Ben.oît a écrit :
Ok pour le "présumé" responsable des faits.
Mais pour la victime. Que fait-on? Comment se construit-on après? Comment reprend-on confiance? Comment fait-on pour partir jouer à nouveau chez une amie sans peur au ventre? Comment peut-on aborder par la suite sa vie d'ado équilibrée avec les fleurts? Coment envisager une relation? LEs discute entre amies : "et toi ta première fois c'était bien?" "Non c'état contre mon grès...".
Je vais vomir un petit coup de plus.
Du câââlme… s'il y a bien victime et responsable, c'est en partie aussi à cause du traitement médiatique qui s'abat sur une telle affaire.
Quel est la valeur
informative de ce fait divers?
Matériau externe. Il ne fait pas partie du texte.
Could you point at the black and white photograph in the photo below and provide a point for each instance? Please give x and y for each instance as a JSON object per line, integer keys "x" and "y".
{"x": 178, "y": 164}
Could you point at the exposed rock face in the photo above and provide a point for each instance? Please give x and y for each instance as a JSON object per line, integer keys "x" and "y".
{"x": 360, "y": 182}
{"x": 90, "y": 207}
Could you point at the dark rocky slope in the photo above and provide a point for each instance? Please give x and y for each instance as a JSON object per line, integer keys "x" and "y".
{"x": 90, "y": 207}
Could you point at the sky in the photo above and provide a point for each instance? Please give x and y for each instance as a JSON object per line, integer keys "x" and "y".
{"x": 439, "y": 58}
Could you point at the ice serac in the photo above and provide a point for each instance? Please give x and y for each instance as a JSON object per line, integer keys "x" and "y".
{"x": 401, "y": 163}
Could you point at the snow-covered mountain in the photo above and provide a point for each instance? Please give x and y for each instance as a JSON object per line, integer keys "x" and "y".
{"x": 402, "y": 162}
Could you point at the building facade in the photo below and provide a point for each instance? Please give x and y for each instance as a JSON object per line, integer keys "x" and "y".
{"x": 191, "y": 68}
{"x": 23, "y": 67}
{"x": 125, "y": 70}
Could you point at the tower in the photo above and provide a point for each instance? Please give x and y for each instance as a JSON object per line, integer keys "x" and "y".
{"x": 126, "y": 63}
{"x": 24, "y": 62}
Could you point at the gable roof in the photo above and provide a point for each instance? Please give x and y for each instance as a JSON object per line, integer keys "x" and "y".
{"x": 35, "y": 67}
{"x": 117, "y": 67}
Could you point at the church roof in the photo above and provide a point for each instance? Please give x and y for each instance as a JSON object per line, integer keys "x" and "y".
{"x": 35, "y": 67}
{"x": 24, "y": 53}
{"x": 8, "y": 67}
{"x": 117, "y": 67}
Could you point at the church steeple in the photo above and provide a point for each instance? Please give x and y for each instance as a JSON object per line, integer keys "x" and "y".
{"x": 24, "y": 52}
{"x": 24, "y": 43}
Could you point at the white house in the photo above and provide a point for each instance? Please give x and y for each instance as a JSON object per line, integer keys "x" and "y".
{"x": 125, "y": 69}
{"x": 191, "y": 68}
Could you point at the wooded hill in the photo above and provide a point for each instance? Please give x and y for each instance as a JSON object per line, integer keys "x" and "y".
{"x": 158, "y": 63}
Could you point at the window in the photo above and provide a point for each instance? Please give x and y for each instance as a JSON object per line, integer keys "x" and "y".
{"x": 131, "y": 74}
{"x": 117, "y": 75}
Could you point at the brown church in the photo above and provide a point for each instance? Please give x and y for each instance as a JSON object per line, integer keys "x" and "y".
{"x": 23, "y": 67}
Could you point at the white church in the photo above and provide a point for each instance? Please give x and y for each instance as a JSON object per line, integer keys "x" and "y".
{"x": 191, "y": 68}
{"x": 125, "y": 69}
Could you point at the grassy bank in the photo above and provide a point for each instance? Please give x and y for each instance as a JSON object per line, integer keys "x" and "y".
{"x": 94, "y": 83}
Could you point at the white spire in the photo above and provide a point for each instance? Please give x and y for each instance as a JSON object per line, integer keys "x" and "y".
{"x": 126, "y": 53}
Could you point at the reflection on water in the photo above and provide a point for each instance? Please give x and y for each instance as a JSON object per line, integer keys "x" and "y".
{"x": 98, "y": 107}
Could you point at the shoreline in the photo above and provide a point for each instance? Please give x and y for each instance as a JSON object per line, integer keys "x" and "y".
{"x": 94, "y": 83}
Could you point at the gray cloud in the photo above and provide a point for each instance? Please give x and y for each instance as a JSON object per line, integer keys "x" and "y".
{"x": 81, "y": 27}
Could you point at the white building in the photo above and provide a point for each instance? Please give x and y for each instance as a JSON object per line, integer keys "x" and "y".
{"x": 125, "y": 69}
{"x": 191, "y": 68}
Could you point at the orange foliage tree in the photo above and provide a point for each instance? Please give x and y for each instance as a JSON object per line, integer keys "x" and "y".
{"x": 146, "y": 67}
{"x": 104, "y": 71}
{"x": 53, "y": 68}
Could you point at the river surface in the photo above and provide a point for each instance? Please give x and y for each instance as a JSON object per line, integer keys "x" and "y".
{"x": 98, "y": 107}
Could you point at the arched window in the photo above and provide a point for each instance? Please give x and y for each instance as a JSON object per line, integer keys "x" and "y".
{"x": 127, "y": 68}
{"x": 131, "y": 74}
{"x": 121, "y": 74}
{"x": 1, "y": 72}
Quel but
autre que de stimuler des instincts populistes du piler de comptoir?
Depuis toujours, des gosses ne sont pas entendus alors qu'ils subissent des trucs intolérables… là, c'est l'effet inverse: on met deux enfants qui ne savent même pas encore
concevoir la sexualité dans un rapport d'auteur criminel + victime sans rien, mais alors rien savoir.
Médias de merde.
J'ai pris deux Motilium Instant© et du bicarbonate.